Proposition 5 : Renforcer la gouvernance interne en la diversifiant en sortant des cadres de rémunérations de la FP
• Sortir des corporatismes : avec l’évolution des techniques et des savoirs, l’allongement de la vie professionnelle, il faut permettre aux médecins d’aller plus facilement vers le management mais dans le cadre d’un parcours maîtrisé, avec des formations adaptées et communes à celles des autres managers de santé (formation en binôme ?), aux soignants d’aller plus vers le médical, aux ingénieurs d’aller vers la médecine, intégrer des directeurs médicaux au sein des équipes de direction, dont dépendraient les DIM ;
• Si on ne sort pas l’hôpital du statut de la FP qui reste un marqueur politique fort, le cadre d’attractivité devra être revu par des éléments d’intéressement :
1 – Possibilité ouverte à l’ensemble d’un service de soins (IDE, AS, cadre, secrétaire médicale, etc.) en tant que collectif et non pas aux seuls médecins d’une activité libérale à l’hôpital complémentaire à l’activité publique, encadrée dans son volume et son montant ;
2 – Instaurer des primes à la publication pour toute une équipe ;
3 – Reverser des primes liées aux IFAQ et indicateurs qualité pour toute une équipe ;
4 – Revoir les modalités de rémunération de certaines spécialités (radiologie, cardiologie, néphrologie) pour lesquelles les écarts de rémunération publiques et privées sont les plus importantes et compromettent le maintien de ces activités dans la sphère publique.

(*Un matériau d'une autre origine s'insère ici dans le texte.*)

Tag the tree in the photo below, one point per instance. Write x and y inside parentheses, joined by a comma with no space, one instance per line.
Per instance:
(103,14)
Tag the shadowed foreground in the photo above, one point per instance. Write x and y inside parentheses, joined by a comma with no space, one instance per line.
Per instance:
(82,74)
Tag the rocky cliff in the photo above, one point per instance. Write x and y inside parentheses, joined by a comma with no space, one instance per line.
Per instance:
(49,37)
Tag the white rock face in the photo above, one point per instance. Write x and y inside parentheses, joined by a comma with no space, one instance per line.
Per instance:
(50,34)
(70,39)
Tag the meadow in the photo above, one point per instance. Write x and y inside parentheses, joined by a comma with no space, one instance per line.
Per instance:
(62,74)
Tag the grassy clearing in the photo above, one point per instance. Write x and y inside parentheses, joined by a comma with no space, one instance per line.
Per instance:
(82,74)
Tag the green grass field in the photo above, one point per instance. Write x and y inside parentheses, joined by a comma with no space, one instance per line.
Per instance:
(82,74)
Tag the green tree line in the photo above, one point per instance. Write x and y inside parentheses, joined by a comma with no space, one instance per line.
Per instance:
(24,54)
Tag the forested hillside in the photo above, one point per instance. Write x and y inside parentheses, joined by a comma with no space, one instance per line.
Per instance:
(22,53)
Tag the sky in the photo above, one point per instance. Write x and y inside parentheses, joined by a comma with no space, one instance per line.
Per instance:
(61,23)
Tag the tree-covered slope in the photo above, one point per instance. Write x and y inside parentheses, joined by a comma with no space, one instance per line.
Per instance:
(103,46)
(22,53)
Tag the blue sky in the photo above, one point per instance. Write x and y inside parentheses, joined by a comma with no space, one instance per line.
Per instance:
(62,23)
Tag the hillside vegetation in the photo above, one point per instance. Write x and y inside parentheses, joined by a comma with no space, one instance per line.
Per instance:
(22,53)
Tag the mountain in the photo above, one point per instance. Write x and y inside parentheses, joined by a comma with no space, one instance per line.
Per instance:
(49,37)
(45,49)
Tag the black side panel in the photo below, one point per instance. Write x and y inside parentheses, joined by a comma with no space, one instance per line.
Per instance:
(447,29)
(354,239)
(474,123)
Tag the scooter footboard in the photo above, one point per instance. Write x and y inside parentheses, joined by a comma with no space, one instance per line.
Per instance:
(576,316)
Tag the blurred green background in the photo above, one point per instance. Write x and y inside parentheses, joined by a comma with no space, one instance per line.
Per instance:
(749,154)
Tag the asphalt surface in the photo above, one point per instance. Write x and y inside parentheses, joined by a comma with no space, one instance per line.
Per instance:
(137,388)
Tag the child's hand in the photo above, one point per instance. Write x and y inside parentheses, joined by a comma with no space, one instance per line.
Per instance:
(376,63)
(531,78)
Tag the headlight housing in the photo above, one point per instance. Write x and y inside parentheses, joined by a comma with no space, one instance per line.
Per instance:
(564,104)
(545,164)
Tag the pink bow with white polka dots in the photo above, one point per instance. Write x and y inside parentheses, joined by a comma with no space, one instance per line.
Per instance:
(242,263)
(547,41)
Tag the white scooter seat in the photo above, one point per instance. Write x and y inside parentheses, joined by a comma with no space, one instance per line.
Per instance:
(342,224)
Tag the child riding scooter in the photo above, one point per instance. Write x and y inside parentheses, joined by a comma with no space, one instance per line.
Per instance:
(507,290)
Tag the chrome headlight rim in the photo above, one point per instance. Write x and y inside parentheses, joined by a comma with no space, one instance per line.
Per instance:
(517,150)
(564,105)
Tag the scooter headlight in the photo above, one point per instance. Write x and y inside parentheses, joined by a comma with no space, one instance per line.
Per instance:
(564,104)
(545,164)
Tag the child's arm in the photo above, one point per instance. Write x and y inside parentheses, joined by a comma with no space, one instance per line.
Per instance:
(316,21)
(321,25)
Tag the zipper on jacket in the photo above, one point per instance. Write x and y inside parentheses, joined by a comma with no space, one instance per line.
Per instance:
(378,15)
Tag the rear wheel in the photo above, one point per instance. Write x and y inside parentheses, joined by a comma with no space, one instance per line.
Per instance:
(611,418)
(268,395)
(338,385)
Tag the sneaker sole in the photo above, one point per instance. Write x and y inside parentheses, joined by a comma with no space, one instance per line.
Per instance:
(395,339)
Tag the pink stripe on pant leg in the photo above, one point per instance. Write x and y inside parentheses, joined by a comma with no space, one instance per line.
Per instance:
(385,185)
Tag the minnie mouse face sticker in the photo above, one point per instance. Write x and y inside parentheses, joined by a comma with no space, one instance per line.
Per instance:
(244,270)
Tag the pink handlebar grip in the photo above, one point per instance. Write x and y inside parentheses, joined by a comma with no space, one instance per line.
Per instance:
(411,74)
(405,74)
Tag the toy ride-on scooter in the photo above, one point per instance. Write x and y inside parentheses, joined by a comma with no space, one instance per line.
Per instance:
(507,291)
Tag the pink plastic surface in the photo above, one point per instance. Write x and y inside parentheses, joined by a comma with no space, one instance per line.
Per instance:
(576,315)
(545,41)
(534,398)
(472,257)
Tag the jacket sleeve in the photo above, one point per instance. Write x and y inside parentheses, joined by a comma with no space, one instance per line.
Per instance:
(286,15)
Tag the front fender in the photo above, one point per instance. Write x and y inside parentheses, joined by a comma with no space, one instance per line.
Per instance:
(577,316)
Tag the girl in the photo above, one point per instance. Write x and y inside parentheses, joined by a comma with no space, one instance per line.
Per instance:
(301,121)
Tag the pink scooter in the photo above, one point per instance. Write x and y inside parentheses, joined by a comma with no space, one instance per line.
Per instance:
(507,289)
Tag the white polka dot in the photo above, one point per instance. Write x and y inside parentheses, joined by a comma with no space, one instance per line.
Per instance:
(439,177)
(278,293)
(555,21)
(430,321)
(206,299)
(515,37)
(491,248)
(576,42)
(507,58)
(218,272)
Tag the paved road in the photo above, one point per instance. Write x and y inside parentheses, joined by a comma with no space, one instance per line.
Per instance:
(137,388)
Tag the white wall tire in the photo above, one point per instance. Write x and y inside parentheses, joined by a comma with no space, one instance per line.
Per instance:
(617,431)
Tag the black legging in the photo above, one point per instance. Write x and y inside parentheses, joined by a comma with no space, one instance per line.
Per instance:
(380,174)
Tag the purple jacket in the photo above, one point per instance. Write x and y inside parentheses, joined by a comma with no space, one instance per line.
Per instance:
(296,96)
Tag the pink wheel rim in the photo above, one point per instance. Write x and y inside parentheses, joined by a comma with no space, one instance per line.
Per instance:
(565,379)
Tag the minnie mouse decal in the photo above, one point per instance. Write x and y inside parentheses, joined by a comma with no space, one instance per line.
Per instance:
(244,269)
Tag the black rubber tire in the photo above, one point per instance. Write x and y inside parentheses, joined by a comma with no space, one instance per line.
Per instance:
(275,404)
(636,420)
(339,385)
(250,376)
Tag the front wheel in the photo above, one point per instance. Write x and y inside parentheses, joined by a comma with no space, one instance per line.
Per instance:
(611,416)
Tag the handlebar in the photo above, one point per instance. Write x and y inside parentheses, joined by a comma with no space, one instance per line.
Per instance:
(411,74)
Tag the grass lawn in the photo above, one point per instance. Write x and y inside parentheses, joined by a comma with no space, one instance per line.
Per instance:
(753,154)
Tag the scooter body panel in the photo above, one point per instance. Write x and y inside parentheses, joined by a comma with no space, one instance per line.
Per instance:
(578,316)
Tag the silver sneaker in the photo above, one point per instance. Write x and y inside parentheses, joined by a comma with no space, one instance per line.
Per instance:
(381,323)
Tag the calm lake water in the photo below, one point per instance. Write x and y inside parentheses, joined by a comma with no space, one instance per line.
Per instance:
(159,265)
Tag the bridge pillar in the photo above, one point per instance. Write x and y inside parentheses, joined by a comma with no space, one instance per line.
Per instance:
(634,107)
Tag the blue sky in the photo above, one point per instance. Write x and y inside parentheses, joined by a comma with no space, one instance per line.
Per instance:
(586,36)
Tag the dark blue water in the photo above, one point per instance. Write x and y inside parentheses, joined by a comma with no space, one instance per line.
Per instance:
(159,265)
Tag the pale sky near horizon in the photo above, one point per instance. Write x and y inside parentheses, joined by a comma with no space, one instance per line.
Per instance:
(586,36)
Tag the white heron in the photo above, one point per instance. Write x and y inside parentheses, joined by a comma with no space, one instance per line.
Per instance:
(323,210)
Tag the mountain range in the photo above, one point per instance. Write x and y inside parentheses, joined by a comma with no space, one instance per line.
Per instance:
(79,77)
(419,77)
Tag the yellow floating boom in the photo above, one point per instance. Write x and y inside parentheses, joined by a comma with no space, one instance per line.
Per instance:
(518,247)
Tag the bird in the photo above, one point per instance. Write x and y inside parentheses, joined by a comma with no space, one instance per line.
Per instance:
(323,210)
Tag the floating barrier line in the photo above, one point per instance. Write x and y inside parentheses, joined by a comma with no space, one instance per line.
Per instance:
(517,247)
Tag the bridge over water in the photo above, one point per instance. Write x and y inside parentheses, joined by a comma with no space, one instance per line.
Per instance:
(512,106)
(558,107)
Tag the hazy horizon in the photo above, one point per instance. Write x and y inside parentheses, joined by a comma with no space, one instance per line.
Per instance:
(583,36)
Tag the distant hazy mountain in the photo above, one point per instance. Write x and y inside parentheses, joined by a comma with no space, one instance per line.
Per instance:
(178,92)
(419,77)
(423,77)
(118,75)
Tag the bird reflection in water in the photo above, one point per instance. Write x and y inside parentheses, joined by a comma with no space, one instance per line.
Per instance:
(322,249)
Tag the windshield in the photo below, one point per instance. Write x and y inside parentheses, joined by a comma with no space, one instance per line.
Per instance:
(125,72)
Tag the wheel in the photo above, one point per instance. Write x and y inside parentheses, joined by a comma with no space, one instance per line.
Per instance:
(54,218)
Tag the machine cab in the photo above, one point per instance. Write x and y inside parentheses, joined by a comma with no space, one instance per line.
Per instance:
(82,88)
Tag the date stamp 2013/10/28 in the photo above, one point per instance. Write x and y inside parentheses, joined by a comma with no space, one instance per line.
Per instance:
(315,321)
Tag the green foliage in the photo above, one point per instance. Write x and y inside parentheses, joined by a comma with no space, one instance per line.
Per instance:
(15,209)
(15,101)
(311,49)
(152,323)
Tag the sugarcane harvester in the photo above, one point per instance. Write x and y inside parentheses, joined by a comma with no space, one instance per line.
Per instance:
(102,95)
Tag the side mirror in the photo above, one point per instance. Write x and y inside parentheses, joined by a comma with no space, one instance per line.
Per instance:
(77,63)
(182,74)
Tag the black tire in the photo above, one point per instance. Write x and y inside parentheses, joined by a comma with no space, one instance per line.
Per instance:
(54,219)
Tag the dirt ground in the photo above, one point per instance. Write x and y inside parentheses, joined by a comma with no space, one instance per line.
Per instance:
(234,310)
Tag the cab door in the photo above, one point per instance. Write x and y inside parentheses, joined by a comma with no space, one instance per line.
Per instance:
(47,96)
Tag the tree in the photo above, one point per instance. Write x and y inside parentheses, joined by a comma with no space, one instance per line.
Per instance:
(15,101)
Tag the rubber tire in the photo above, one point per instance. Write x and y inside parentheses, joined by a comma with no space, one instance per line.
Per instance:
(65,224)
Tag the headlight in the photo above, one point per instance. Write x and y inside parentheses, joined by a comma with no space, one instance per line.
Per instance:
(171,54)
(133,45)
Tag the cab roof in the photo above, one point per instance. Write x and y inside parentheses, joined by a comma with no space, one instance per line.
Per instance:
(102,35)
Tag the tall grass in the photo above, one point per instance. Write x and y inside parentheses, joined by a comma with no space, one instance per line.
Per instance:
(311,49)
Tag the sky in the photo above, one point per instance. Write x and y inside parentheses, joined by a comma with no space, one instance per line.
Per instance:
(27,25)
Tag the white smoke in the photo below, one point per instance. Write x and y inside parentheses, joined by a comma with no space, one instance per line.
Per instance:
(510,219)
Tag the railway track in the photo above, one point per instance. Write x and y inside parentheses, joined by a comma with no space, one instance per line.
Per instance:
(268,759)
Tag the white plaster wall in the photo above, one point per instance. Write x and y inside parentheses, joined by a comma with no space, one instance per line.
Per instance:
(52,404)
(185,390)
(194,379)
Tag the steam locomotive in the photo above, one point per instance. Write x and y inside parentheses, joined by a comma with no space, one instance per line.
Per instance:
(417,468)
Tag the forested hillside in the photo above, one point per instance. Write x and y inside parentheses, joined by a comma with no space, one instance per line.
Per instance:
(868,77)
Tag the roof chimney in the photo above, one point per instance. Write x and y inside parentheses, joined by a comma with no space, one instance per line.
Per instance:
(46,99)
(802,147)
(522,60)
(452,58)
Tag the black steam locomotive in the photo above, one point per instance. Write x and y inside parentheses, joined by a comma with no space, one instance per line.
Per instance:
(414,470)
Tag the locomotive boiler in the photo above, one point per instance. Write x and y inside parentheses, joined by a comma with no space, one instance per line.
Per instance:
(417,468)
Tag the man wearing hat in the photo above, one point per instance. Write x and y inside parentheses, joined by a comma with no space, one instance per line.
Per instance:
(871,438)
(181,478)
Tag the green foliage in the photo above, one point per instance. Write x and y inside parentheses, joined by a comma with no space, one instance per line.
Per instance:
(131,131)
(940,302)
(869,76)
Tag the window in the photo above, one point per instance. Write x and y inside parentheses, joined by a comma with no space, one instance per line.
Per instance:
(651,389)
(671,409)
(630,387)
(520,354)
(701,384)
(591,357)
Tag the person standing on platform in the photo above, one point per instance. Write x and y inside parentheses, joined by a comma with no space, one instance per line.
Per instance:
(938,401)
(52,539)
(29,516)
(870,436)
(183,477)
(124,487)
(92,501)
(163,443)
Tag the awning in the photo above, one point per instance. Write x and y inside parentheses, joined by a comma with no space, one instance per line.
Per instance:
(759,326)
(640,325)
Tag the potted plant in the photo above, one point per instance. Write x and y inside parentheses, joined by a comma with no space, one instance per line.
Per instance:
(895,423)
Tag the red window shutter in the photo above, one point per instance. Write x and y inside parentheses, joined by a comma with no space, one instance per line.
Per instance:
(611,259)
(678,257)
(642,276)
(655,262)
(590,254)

Proposition 6 : Capitaliser sur la souplesse et l’agilité développées pendant la crise pour faire face aux enjeux plus quotidiens
• Mettre sur pied des équipes d’appui mobiles à déclencher en cas de crise : médicales (radiologues, chirurgiens, anesthésistes, DIM) et administratives (RH en cas de conflit social, équipes publiques d’assistances maîtrise d’ouvrage pour un projet d’investissement…) ;
• Changer le rapport de force face à la pénurie dont les intérimaires sont aujourd’hui les grands gagnants en créant des équipes mobiles publiques mobilisables rapidement pour éteindre un « incendie » ;
• Créer des réserves sanitaires régionales capables d’aller aider des établissements sur un temps court, créer au niveau régional des systèmes et procédures permettant la gestion et l’activation de lits de soins critiques très rapidement ;
• Créer un plan d’interopérabilité numérique accéléré entre tous les acteurs de santé d’un territoire, appuyé sur le recours à un nombre restreint d’opérateurs pour éviter la dispersion actuelle.